SurrealDB is a multi-model database built in Rust designed to unify multiple data models into a single, powerful engine. It combines document, graph, time-series, relational, geospatial and key-value data types into one query language, SurrrealQL, with powerful search and retrieval (vector, full-text, hybrid), and real-time and event-driven capabilities, enabling developers to build applications faster and more efficiently.
Common SurrealDB use cases include AI agents, knowledge graphs, real-time apps (e.g. recommendation engines, fraud detection systems), and any other type of application requiring multiple data types. SurrealDB can also be used as a backend-as-a-service (BaaS) thanks to its support for direct user authentication. Given that it’s a single Rust binary, SurrealDB can also run embedded (in‐app), in the browser (via WebAssembly), in the edge, as single backend node, or in a distributed cluster.
SurrealDB is open source (see the code here on GitHub) and is also available as a cloud managed service through SurrealDB Cloud.
Differentiators
Native multi-model: combines document, graph, time-series, relational, geospatial and key-value data models natively into SurrealQL, without workarounds or added complexity.
AI native: purpose-built for AI and context-aware applications with integrated search and retrieval (vector, full-text, hybrid) that blend semantic, graph, and relational intelligence.
Real-time and event-driven: built-in real-time subscriptions, event triggers, and streaming updates power reactive, real-time experiences - no need for extra layers like Kafka.
Powerful developer experience: SurrealQL is intuitive and combines the best ideas from SQL, NoSQL and graph within a single native syntax. Start schemaless and then make your schema as strictly defined as you like.
Rust-powered performance: high efficiency, memory safety, type safety and concurrency with a single Rust binary.
Native ACID compliance: guarantees immediate data consistency. Opt in to eventual consistency in certain cases if desired.
Deployment flexibility: single Rust binary and storage/compute separation allow SurrealDB to run embedded (in‐app), in the browser (via WebAssembly) or as a traditional back-end in a single node or in a highly-scalable distributed cluster.
Secure by design: built-in security with RBAC, record-level permissions, fine-grained access controls, JWT authentication, multi-tenant isolation and built-in compliance (SOC 2, ISO 27001) keep data protected by default.
SurrealDB is being used at scale in production by large organisations.

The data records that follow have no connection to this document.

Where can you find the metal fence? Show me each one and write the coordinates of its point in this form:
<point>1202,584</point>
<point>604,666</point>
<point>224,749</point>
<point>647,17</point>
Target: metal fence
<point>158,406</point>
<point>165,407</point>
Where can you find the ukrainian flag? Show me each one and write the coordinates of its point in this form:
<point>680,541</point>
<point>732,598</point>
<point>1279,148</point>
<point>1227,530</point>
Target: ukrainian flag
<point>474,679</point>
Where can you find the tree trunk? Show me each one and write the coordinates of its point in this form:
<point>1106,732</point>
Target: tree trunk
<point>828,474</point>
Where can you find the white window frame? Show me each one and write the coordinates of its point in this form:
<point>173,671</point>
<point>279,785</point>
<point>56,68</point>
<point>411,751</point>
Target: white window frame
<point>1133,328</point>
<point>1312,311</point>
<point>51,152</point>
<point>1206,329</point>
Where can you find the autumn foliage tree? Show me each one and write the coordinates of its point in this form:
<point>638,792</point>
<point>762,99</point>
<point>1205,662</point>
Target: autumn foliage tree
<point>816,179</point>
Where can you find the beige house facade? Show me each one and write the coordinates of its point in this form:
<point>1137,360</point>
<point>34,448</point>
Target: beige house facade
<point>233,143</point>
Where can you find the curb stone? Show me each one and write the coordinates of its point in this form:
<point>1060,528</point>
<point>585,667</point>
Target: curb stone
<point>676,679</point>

To list a few, SurrealDB is used by:
Samsung Ads, for knowledge graphs in advertising analytics.
SiteForge, to reduce its development cycle, queries, and backend API usage.

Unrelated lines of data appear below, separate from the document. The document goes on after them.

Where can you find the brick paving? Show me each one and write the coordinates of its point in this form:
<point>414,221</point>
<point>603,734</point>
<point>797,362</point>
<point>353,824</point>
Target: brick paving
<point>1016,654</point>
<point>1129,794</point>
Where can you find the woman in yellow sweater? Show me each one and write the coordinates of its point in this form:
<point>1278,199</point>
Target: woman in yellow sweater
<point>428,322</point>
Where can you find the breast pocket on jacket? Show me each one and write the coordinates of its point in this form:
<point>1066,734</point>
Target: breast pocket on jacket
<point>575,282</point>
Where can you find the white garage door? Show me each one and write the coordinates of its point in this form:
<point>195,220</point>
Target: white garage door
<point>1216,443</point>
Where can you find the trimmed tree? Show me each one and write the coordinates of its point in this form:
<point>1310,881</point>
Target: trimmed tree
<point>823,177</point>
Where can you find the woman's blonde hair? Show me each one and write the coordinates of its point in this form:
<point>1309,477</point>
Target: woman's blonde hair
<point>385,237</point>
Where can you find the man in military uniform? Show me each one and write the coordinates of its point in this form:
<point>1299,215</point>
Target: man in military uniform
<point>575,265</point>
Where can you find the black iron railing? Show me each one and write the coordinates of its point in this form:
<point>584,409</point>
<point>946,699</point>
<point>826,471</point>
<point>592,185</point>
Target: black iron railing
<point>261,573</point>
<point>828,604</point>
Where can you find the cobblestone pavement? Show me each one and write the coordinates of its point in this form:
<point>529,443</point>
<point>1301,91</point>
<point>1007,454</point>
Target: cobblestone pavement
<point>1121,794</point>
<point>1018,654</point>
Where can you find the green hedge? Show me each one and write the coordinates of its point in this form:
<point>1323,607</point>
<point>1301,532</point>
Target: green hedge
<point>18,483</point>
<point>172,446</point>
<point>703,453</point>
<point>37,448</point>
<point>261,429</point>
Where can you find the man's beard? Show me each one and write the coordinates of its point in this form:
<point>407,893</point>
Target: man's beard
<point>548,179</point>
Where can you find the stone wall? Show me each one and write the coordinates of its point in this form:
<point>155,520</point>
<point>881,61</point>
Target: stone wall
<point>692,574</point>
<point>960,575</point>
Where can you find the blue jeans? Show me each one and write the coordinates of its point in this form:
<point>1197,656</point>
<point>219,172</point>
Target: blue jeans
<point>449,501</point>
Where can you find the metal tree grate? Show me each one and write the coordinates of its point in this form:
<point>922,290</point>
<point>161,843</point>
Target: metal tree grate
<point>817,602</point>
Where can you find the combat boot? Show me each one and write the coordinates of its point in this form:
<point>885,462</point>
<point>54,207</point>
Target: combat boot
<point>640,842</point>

Verizon, for its generative AI assistant utilized by field technicians.
Tencent, for infrastructure monitoring, having consolidated 9 tools into one.
PolyAI, for low-latency, customer-controlled RAG across voice AI experiences.

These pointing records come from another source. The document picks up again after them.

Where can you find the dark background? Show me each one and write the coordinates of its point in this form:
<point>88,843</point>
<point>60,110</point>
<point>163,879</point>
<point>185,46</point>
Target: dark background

More companies and an overview of the benefits provided by SurrealDB can be found in our enterprise case studies page.
Use cases
SurrealDB is ideal for any application, in particular data intensive applications that require multiple data systems, such as:
AI agents: building Generative AI systems leveraging a single unstructured and structured data layer with vector, graph and real-time capabilities for RAG, Graph RAG, and agent memory.
Knowledge graphs: turning unstructured data into structured, queryable data with a flexible multi-model approach including support for graph relationships.
Real-time analytics: fraud detection systems, recommendation engines and log analytics.
Embedded & edge computing: SurrealDB is a single lightweight Rust binary and can be embedded in industrial environments, run in-memory or in browser.
Backend-as-a-Service: with support for end-user authentication, SurrealDB can also be used as a BaaS for web applications, if desired.